Could you please give some explanations?

Thank you,

Nhan

Hi Nhan,

adding features means adding extra data points for each observation, e.g. by adding mathematical combinations of existing features that are more meaningful to what you want to predict. E.g. in the context of a credit application, where you want to pedict credit defaults and already have the monthly income and monthly spending of an applicant, you might also add new features like the ratio and the difference of the two and thereby generate two more more meaningful features. It can also be achieved by adding new data sources to each observation by adding external data that is related to the observation.
More data collection would mean extending the data history by adding newer or older observations or adding data that was collected under different conditions or in a different context.
Better features give you models with higher predictive power, whereas adding data can make your model more robust to changing conditions.

Hope this helps,
Nils

1 Like

Nice explanation @Nils,

I would also establish baseline, this can help pick just some useful features.

Hi Nils,

Thank for your nice explanation.

However, I am wondering if it is possible to add more features in unstructured data (e.g image) without collecting more data.
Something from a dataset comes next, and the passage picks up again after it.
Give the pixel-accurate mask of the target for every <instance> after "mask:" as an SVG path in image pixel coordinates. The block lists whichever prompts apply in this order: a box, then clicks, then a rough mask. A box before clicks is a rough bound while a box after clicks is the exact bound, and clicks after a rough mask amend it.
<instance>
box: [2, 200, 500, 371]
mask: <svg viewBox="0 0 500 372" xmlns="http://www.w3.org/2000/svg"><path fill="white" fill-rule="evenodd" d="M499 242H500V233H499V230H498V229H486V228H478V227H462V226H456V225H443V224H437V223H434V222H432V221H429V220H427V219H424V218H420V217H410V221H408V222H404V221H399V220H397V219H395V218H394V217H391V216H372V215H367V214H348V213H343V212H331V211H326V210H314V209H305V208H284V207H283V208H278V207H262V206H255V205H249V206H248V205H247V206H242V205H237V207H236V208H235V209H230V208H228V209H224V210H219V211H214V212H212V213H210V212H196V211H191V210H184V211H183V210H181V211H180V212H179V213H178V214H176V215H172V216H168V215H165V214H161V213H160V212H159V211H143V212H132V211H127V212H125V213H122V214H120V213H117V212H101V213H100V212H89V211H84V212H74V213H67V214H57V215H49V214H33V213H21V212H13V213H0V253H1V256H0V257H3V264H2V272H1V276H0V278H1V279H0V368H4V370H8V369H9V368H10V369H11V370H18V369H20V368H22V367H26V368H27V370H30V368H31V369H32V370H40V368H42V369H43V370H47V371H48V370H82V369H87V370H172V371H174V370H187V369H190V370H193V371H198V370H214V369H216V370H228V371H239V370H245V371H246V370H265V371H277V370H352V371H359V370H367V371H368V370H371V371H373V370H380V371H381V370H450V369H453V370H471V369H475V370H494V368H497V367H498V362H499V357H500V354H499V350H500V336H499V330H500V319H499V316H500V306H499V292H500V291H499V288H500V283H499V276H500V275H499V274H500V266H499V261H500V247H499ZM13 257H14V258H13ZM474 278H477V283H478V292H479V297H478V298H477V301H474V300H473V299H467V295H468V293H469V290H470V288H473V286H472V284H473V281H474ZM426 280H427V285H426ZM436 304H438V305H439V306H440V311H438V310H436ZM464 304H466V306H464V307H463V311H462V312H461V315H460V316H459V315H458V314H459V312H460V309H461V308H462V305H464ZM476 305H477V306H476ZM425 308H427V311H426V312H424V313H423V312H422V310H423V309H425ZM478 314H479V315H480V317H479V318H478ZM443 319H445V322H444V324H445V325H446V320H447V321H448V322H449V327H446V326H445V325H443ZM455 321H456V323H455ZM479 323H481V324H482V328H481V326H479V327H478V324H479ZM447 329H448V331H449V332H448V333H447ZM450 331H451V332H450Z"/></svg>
Have we only have one solution of augmenting data (rotate, brightness, contrast, etc…) for improving prediction so far?

Thank you so much,
Nhan

Hi Nhan,

transforming the images to generate new images is the main method for image data that I know.
One can also use feature descriptors like HOG, SIFT and SURF that one could see as a kind of feature engineering and that compresses important image information into a data vector.

Nils

1 Like

Hi Nils,

Thank you very much.
Because I cannot collect more image data, so I have to find some ways to increase my dataset. Your answer is my expectation.

Best regards,
Nhan